2016年2月9日
とうとう、円高は115円台に進行。日経平均も1万6千円攻防が視野に入る。ここを突破されると、円安・株高路線への回復には、かなり時間を要する。
8日の円高は、欧州発であった。欧州時間に、117.50近傍から円買いの仕掛けが波状的に市場を襲い、一時は115円ギリギリをつける局面もあった。そこから、さすがに戻しているが、大台の数字は115円である。
発端は欧州株急落であった。特に、マイナス金利による業績悪化が顕著な欧州の銀行株への激しい売りに歯止めがかからない。更に、NY原油先物市場で原油が再び30ドルを割り込んだことが、NY株のセンチメントを悪化させた。
全て、東京市場終了以降に起こったことで、依然、日本からは制御不能に近い円高となっている。
背景には、日米金融当局の誤算から生じた市場不安心理が指摘できる。
まず、年初の2016年米経済堅調との見通しが2月にして早くも崩れつつあること。それが米利上げ観測を更に不透明にしている。
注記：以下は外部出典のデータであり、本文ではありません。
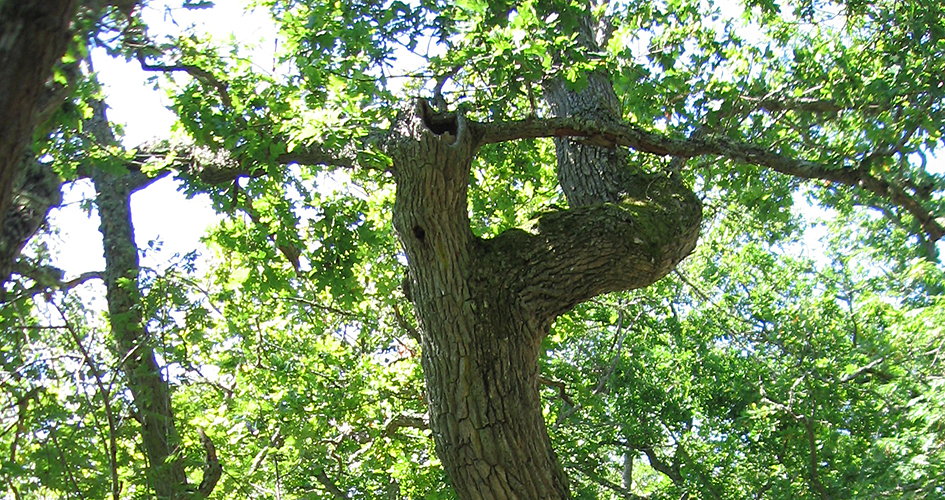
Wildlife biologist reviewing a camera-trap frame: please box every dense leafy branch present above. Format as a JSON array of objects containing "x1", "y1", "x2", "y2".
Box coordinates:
[{"x1": 471, "y1": 117, "x2": 945, "y2": 241}]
そして、日銀のマイナス金利導入が、結果的に市場の潜在円高圧力をあらわにしてしまったこと。円安に向かうはずが、ドル全面安の波に巻き込まれたとはいえ、円高になってしまったことのショック効果は大きい。マイナス金利発表後は、121円台を付け、円安・株高の期待が高まっただけに、失望感が円買いを増幅させている。
その結果、今回の円買いは、米金利低下という金利差要因と、株安・原油安に起因するリスクオフによる逃避通貨へのマネー流入現象という複合構造になっている。
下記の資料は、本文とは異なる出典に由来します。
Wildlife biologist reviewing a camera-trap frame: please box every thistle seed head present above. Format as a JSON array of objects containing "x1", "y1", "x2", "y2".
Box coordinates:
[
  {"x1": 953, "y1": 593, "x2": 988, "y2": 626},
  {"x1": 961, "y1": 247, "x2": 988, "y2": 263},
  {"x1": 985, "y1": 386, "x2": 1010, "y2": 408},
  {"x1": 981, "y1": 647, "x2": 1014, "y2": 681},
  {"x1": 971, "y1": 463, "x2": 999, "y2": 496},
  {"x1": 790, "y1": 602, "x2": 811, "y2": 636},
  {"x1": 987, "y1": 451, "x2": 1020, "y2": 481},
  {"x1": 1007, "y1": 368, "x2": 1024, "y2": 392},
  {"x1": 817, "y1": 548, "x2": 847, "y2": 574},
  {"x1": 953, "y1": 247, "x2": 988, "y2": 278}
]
詳しくは昨日本欄「FRBと日銀、連続二つの誤算」を参照されたい。
さて、115円、1万6000円はアベノミクスにとって正念場。死守せねばならぬ防衛ラインだ。マイナス金利という切り札を使った直後だけに、金融政策による追加支援は、当面期待できない。口先介入で、115円が「クロダ・ライン」をにおわせても、欧米市場には通じない和製英語である。
世界的には米利上げが世界経済に与える影響のほうが、はるかに強い。日本のアベノミクスまで思いやる余裕など殆ど感じられない。日本は自らの道を自ら切り開かねばならない。
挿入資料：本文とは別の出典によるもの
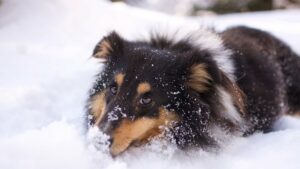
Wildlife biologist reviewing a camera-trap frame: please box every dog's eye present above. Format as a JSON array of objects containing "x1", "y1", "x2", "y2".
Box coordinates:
[
  {"x1": 110, "y1": 86, "x2": 118, "y2": 95},
  {"x1": 140, "y1": 97, "x2": 152, "y2": 105}
]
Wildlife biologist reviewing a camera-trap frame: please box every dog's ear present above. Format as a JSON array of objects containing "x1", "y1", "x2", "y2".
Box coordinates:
[
  {"x1": 186, "y1": 63, "x2": 212, "y2": 93},
  {"x1": 93, "y1": 32, "x2": 124, "y2": 61}
]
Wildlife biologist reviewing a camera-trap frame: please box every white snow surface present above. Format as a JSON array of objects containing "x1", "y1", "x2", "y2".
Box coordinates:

北朝鮮ミサイル発射への対応に追われるなかで、経済への配慮も怠れない。しかも、司令塔甘利氏は辞任したばかりだ。円高勃発により、アベノミクスの真価が問われる局面を迎えることになった。
今日の日経平均は寄り付きから600円を超す暴落。
金は1200ドル近傍まで戻してきた。
今朝の日経朝刊にも金相場騰勢の見出し。私のコメントは「NY金高は米国経済悲観論の裏返し」。
今朝の日経には、かんぽ財団のセミナー講演告知も出ていた。
金セミナーではなく、経済セミナー。円高、原油安、中国、マイナス金利などがトピック。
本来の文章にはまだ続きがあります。